I am a white mother. Even though I am a mother of a black child I still find myself privy to conversations that white people have with one another when they think there are no non whites listening. I see / hear a lot of deflated looks and comments of parents disappointed when they look into a classroom of black kids while on school tours. They say things like "I don't this school is up and coming enough yet." I hear a lot of fear of people putting their white children in a situation where they will be too much of a minority. It is as if they expose their kid to being a minority they think they will harm their child. It is as if they burst the white privilege bubble they think they will damage their child rather than build character.
It is stomach turning.
I hear you. I'm a white parent with a white child that attended a predominantly minority middle school, and was privy to these same conversations. It was an invaluable experience for my child - and like you, I heard over and over again the disheartening and stomach-churning comments.
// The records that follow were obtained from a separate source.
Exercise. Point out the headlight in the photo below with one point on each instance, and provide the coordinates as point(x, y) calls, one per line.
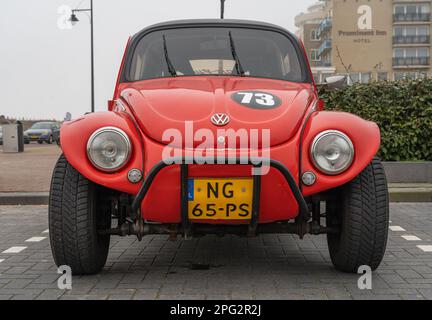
point(332, 152)
point(109, 149)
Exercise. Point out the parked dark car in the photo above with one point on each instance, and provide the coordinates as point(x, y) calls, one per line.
point(41, 132)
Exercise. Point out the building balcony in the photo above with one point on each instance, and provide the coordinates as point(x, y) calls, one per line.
point(411, 17)
point(325, 25)
point(411, 40)
point(325, 47)
point(411, 62)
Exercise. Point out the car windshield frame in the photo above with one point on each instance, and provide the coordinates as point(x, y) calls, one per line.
point(135, 41)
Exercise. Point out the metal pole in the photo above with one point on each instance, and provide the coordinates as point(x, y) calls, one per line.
point(92, 58)
point(222, 8)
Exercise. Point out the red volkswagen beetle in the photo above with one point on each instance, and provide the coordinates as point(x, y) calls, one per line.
point(216, 128)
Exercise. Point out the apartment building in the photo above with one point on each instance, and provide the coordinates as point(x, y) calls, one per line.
point(368, 39)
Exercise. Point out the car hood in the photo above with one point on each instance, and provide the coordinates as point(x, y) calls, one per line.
point(163, 104)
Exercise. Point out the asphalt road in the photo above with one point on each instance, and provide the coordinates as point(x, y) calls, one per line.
point(267, 267)
point(29, 171)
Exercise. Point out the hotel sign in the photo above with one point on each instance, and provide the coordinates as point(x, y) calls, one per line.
point(365, 27)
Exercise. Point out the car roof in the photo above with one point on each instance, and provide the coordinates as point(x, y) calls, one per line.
point(215, 22)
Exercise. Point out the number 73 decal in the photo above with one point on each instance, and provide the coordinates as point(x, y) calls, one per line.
point(256, 99)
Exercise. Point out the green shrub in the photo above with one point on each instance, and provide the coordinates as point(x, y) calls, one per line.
point(402, 109)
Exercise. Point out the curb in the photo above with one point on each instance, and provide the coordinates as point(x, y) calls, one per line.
point(398, 193)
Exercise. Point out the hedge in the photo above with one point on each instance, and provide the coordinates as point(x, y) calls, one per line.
point(402, 109)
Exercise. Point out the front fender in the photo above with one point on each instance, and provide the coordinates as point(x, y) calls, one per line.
point(74, 136)
point(365, 136)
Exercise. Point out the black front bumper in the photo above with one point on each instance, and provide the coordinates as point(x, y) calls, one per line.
point(304, 211)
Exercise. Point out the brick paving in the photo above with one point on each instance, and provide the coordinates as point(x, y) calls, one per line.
point(267, 267)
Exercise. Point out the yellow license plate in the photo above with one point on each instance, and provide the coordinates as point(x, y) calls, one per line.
point(220, 199)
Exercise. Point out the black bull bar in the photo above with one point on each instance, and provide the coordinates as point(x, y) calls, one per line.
point(184, 162)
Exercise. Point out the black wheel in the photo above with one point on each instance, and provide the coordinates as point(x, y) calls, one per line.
point(78, 208)
point(360, 209)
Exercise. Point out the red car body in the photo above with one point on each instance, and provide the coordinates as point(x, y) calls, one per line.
point(293, 126)
point(187, 79)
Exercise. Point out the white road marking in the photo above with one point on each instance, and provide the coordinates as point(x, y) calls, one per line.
point(35, 239)
point(411, 238)
point(425, 248)
point(396, 228)
point(14, 249)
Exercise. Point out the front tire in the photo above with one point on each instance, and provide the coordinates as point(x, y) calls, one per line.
point(78, 208)
point(360, 209)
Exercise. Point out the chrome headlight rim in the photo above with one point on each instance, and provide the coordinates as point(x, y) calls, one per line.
point(313, 151)
point(114, 130)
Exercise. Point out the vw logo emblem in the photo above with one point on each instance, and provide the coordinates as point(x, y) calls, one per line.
point(220, 119)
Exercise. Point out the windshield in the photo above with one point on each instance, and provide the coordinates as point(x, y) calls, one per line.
point(215, 51)
point(42, 125)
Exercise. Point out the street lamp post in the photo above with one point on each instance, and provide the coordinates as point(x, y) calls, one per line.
point(74, 19)
point(222, 9)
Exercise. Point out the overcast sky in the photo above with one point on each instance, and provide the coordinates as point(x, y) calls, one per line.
point(45, 70)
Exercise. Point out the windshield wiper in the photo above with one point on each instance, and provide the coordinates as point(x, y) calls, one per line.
point(238, 66)
point(171, 68)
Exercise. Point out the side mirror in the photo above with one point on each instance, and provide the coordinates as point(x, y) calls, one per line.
point(336, 82)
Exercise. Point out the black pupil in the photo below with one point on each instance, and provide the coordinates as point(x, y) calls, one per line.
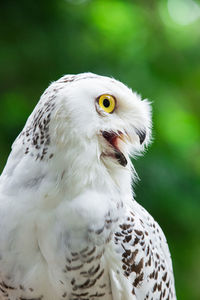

OK folks. Yes there are plenty of people like that. However please don't make the mistake of thinking that all ( or even a majority of ) white parents make decisions or hold thoughts like that
Sorry, I actually believe the majority hold that view. If you were honest with yourself, you would actually agree.
You think the majority of white parents looking at schools in Washington DC think " If my child is in a classroom full of black or brown children they will be harmed"? I just don't believe it. I have actually enrolled my child as the only white student in the class and my only concern was about educational quality provided by the school for all the children in the class. I don't think I am any better or more enlightened than the majority of my peers. I just don't believe it and its sad that you do think you are "better" than most.
This isn't how it goes. First, all the naive liberal white parents decide that to will be a good experience for both their child and their family. This is at the PS3, pk4 level. They are OK with everything at first, but then start to notice some things -- no play dates, no family events at the school, your child using interesting language that you have never used before around him. THEN, around age 5 or 6, the children all start to notice that not everyone is the same color. And then one day in first grade, your child comes home upset because another child told him that his mother says that all white people are nasty.
That is how the brave liberals take their children and run to the more diverse middle class charters or suburbs. We know. We are them.